Rozdział 9. - Będziemy walczyć.
- Polać ci, Syriuszu? - zapytał James, nieźle wstawiony.
- Syriusz podziękuje - warknęła Dorcas, piorunując wzrokiem Blacka, który zaledwie piętnaście minut temu szedł do toalety slalomem.
- Daaaj spokój, Dor - zachichotał. - To wesele mojego najlepszego kumpla.
Wszyscy świetnie się bawili. Alkohol lał się strumieniami, tańczyli, jedli, śmiali się. Lily była cały czas w ruchu. Każdy chciał zatańczyć z panną młodą. Jednak gdy nadszedł czas na ponowny taniec Jamesa i Lily, wszyscy odsunęli się na bok, zostawiając parze dużo wolnego miejsca.

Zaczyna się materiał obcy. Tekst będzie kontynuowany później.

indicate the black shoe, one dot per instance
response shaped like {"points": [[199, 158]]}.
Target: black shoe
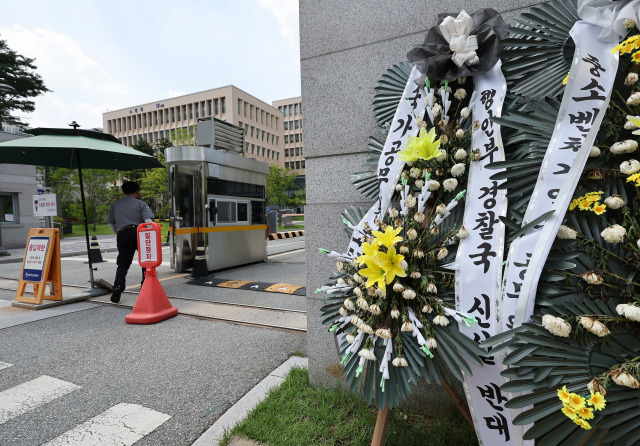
{"points": [[115, 297]]}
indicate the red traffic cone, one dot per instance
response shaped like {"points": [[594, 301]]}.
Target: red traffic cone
{"points": [[153, 304]]}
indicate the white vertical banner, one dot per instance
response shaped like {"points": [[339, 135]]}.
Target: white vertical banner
{"points": [[390, 166], [479, 260], [583, 106]]}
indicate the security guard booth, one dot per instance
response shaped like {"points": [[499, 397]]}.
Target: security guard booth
{"points": [[217, 196]]}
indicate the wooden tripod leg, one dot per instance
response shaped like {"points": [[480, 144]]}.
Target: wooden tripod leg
{"points": [[382, 424], [460, 403]]}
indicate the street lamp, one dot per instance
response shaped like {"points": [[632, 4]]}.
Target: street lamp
{"points": [[5, 89]]}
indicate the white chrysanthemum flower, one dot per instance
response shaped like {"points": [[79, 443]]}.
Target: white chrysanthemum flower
{"points": [[556, 325], [365, 328], [458, 169], [634, 99], [450, 184], [594, 326], [626, 146], [592, 278], [409, 294], [441, 320], [400, 362], [624, 378], [631, 79], [630, 167], [407, 326], [614, 234], [614, 201], [566, 233], [460, 154], [367, 353]]}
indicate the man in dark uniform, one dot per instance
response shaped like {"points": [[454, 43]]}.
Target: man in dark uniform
{"points": [[124, 217]]}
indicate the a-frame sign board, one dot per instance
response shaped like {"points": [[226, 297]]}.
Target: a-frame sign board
{"points": [[41, 265]]}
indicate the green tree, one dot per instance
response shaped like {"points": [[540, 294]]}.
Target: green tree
{"points": [[18, 72], [278, 182]]}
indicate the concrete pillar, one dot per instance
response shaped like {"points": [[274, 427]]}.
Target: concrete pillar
{"points": [[345, 47]]}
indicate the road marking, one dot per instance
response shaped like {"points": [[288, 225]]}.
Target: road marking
{"points": [[27, 396], [4, 365], [121, 425]]}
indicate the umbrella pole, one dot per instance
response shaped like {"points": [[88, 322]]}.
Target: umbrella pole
{"points": [[86, 224]]}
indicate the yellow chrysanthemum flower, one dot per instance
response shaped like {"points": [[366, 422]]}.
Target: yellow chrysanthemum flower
{"points": [[597, 401], [424, 146], [569, 412], [564, 394], [599, 208], [583, 424], [369, 250], [576, 401], [390, 263], [585, 413], [389, 237], [374, 274]]}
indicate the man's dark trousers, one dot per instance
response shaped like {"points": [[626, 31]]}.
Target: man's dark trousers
{"points": [[127, 242]]}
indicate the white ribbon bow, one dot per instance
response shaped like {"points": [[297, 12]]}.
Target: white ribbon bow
{"points": [[456, 32]]}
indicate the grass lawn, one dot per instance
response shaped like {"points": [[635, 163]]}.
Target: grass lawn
{"points": [[104, 229], [297, 414]]}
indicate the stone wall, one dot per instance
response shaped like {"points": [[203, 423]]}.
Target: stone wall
{"points": [[345, 46]]}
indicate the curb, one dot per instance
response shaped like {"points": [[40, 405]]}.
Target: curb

Poszły pierwsze takty romantycznej piosenki. James położył lewą dłoń na plecach Lily, a prawą złączył z ręką żony. Kołysali się w rytm muzyki, by po chwili przeskoczyć w coś bardziej skocznego. Melodia się zmieniła na bardziej żywą, więc małżonkowie skakali, robili piruety, śmiali się i wygłupiali.

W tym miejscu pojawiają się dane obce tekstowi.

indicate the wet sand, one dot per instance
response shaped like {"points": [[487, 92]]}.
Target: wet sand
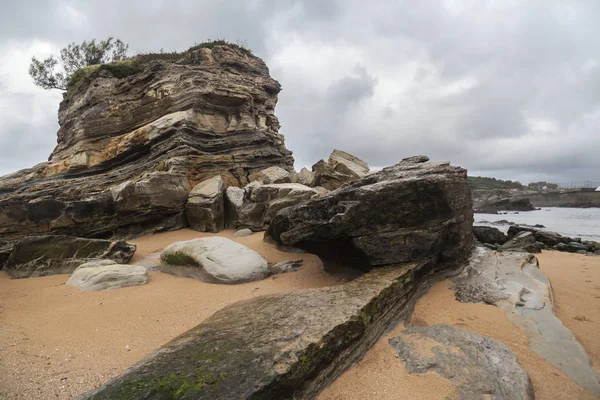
{"points": [[57, 342], [576, 283]]}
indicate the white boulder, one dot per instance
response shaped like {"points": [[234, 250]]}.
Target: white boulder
{"points": [[214, 260]]}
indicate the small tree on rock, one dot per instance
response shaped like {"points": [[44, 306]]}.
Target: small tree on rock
{"points": [[55, 72]]}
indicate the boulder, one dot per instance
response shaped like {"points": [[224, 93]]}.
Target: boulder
{"points": [[304, 177], [262, 202], [523, 204], [340, 168], [243, 233], [286, 266], [271, 175], [50, 255], [514, 282], [214, 260], [522, 242], [478, 367], [403, 213], [234, 200], [183, 118], [107, 275], [550, 238], [205, 207], [486, 234]]}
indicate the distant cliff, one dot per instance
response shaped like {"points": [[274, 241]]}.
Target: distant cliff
{"points": [[136, 135], [576, 199]]}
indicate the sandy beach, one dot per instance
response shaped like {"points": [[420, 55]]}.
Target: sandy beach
{"points": [[58, 342], [576, 283]]}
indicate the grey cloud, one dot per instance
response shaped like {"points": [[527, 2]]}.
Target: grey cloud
{"points": [[529, 61]]}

Zmęczeni usiedli przy stole. Świtało już. Impreza jeszcze chwilę potrwała, aż w końcu goście zaczęli się zbierać.
- Upojnej nocy - Remus puścił im oczko i wziął na ręce Claire, która nieco za dużo wypiła.
- Bawcie się dobrze! - krzyknęła Dorcas.
Zostali sami.
* * *
Koło drugiej po południu zostali obudzeni przez śmierciożerców. Nad twarzą Jamesa wisiała Bellatrix, patrząca bezczelnie w jego oczy. Lily, która była owinięta tylko kołdrą, została pociągnięta w stronę kuchni przez Avery'ego. Śmierciożerca obłapiał ją wzrokiem. Związał jej zaklęciem ręce, zanim cokolwiek mogłaby zrobić. Zaczęła piszczeć i krzyczeć, gdy dotknął jej dekoltu.

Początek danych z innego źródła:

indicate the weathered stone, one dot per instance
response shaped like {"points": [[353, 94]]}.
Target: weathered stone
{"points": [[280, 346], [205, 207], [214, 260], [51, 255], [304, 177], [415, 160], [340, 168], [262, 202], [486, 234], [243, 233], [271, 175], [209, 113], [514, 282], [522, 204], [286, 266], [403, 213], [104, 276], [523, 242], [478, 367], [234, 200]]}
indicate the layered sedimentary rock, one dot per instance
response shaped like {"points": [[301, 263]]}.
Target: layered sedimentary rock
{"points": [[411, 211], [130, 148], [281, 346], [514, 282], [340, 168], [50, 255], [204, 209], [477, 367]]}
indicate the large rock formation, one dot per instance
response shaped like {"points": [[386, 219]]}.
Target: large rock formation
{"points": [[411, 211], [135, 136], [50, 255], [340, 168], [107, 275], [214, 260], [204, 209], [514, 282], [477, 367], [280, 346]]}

James wpadł do kuchni jak bomba. Rzucił się na Avery'ego z pięściami. Śmierciożerca zemdlał.
- Już nigdy nikt nie tknie mojej Lily - powiedział i mocno przytulił płaczącą i roztrzęsioną ukochaną. Sam drżał na myśl o tym, co śmierciożerca mógłby jej zrobić.
- Tu nie jest bezpiecznie. - wychlipiała.
- Nigdzie nie jest. Musimy zebrać chłopaków i dziewczyny. Będziemy walczyć!
* * *
- Nie będzie after party. Weźmiemy się w garść, dołączymy gdzieś do jakiejś organizacji, byleby nie siedzieć bezczynnie. - oznajmiła Lily, gdy cała paczka przyjaciół się zebrała. Nawet przyszedł Peter.
- Zerwałem z Bellatrix. Przepraszam za wszystko, nie opuszczę już was. - powiedział bez mrugnięcia okiem. Potarł przedramiona.
- Możemy wstąpić do Zakonu Feniksa. Słyszałem, że Dumbledore go utworzył właśnie dla tych czasów, co nastały teraz - zaproponował Syriusz.
- Dobra. Zakon Feniksa, to jest to. Wiesz coś więcej? - zapytała Dorcas.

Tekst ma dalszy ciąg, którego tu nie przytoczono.